Maya Hey will be giving a talk on “Tracing the Fermentation Revival: How Microbial Logics Shape Alternatives Health-Food-Sustainability Crises.” This talk will examine the current fermentation revival (circa 2003) as a starting point for a series of shifts in how microbes are used, described, and imagined in society. It will follow the logics—and the contradictions—of mobilizing microbes as solutions to multiple crises in health, food, and agricultural systems. In particular, the talk will examine the rhetorical maneuvers used to rationalize emerging biotechnologies like precision fermentation, which promises more sustainable protein alternatives; however, these discussions tend to overlook the microbial consequences of such innovations. Following this trajectory across temporal, global, and cross-sectoral scales will provide clarification of changing attitudes towards human-microbe futures, as well as insights for political interventions while these crises unfold.

Drinks and snacks will be served following the talk.

To attend, please send an email to thinkfermentation@gmail.com.
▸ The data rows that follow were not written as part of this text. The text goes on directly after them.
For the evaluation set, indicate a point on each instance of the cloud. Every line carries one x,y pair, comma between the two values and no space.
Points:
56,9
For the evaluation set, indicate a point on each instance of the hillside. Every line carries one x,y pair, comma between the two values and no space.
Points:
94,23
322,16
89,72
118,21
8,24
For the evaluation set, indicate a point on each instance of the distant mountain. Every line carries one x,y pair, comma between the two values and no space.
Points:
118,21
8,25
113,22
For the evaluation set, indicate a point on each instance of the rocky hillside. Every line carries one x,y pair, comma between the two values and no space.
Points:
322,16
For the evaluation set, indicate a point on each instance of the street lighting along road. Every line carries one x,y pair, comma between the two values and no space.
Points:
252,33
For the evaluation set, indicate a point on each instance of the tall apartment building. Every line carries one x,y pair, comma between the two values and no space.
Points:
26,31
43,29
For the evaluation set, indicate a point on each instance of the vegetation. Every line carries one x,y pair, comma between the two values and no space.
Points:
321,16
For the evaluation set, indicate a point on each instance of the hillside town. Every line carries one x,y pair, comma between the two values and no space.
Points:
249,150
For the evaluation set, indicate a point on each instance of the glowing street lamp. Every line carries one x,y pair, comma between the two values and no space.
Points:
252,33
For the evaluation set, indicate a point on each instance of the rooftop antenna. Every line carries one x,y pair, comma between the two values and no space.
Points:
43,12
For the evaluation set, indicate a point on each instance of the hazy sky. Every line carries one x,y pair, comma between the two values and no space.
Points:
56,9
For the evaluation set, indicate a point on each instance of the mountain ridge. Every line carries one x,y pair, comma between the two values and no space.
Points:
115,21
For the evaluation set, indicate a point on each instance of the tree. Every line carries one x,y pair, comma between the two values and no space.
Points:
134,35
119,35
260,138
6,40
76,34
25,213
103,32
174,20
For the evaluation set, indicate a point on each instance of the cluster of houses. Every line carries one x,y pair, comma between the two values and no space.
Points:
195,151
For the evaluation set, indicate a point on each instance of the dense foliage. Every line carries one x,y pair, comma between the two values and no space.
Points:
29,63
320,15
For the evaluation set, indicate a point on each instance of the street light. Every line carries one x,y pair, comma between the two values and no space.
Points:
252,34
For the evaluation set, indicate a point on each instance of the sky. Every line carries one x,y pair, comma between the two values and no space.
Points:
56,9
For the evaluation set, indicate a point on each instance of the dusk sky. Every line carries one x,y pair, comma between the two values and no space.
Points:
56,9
Maya Hey is an expert on human-microbe relations in food settings. She holds degrees in dietetics, food studies, and communications and is currently a postdoctoral researcher at the Centre for the Social Study of Microbes at the University of Helsinki. Her research focuses on fermentation as a hands-on practice to better understand microbes and work with them. Her current research consists of developing embodied and sensory methods to detect microbes; studying the intersection of ferments and health/sustainability rhetorics; and theorizing the gut as a mediator for human-microbe relationships. Her work has brought her to preschools, chemistry labs, commercial kitchens, organic farms, food banks, and retail markets, where she has gathered over 15 years of experience in facilitating discussions about contemporary food and health issues. She leads the organization fff|food feminism fermentation and is passionate about pedagogy.

The international research group “Off the Menu: Appetites, Culture, and Environment,” which is led by RCC alumna and former editorial director Dr. des. L. Sasha Gora, will host a workshop, titled “Sensoriography,” with guest researcher Maya Hey. This workshop, centered on multispecies ethnography, will accompany the lecture and take place in Augsburg the following day, 29 February 2024.